Revenant sur les origines de celui qui est présenté comme principal challenger du parti présidentiel, Me Dadje a insisté sur le fait qu'il est né binational : français de par son père, ivoirien de par sa mère. “Son père était fonctionnaire français détaché en Côte d'Ivoire à la Radiotélévision où il était en fonction avec M. Goudou qui est d'ailleurs le père de notre ministre Raymond Goudou. C'étaient d'ailleurs les deux seuls Français au niveau de la radio”, souligne l'avocat.

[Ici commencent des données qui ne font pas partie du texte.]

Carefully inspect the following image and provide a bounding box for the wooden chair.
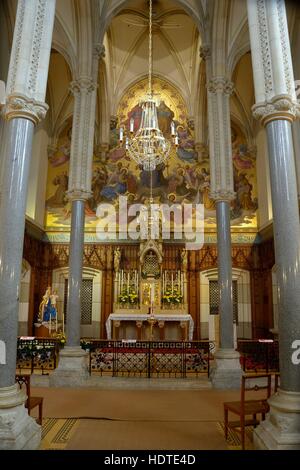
[15,374,43,425]
[224,373,271,450]
[274,372,280,392]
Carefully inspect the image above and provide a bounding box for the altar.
[111,231,191,341]
[106,313,194,341]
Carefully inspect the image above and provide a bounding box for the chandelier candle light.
[119,0,178,171]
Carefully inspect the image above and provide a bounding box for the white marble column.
[0,0,55,449]
[51,72,99,386]
[206,75,242,389]
[247,0,300,449]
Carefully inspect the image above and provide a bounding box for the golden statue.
[181,248,188,272]
[114,247,121,272]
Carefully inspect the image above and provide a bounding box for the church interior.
[0,0,300,452]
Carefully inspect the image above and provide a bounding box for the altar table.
[106,313,194,341]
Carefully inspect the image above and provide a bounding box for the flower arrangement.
[162,286,183,305]
[52,331,66,346]
[118,286,139,305]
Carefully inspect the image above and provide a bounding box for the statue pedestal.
[34,323,51,338]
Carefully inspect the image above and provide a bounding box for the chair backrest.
[15,374,31,406]
[241,373,272,405]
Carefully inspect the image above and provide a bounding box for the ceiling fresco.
[45,77,258,235]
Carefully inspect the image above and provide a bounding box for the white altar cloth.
[106,313,194,341]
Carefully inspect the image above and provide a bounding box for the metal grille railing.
[83,340,214,378]
[237,339,279,373]
[17,337,59,373]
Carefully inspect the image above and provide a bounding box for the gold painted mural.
[45,77,258,233]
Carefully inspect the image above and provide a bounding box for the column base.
[254,389,300,450]
[0,384,41,450]
[210,348,242,389]
[50,346,89,387]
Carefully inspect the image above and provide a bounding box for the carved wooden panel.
[23,231,276,340]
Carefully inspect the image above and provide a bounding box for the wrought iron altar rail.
[237,339,279,373]
[16,337,59,373]
[81,340,214,378]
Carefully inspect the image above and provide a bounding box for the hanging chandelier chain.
[148,0,153,97]
[121,0,175,173]
[150,169,153,202]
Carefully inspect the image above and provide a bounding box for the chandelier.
[119,0,178,171]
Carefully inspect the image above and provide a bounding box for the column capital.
[207,77,234,95]
[66,189,92,202]
[210,190,236,203]
[252,94,300,127]
[70,77,97,95]
[4,93,48,125]
[200,44,211,61]
[94,44,105,60]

Avec cette décision qui allonge la liste des candidats radiés des listes électorales (après Gbagbo, Blé Goudé et Soro), la prochaine Présidentielle, prévue en octobre, s'annonce sous haute tension. Dans une déclaration, M. Thiam a regretté une décision malheureuse. “Notre pays a connu toutes sortes de difficultés. Je crains une fois de plus que nous soyons au bord d'une crise. Le président Alassane Ouattara effectue son troisième mandat et il lui est même reproché d'envisager de faire un quatrième. La conjonction de tous ces éléments crée un environnement potentiellement dangereux pour notre pays. Et vous savez l'attachement que j'ai pour la paix, le rejet de la violence, la légalité. Cela dit, je n'accepterai pas cette radiation, parce qu'elle est injuste, injustifiée, incompréhensible”.
Il s'est dit déterminé à se battre pour que les Ivoiriens puissent choisir librement leur futur président. Pour lui, c'est une question de dignité et il appelle tous Ivoiriens à faire face à ce qu'il considère comme une forfaiture.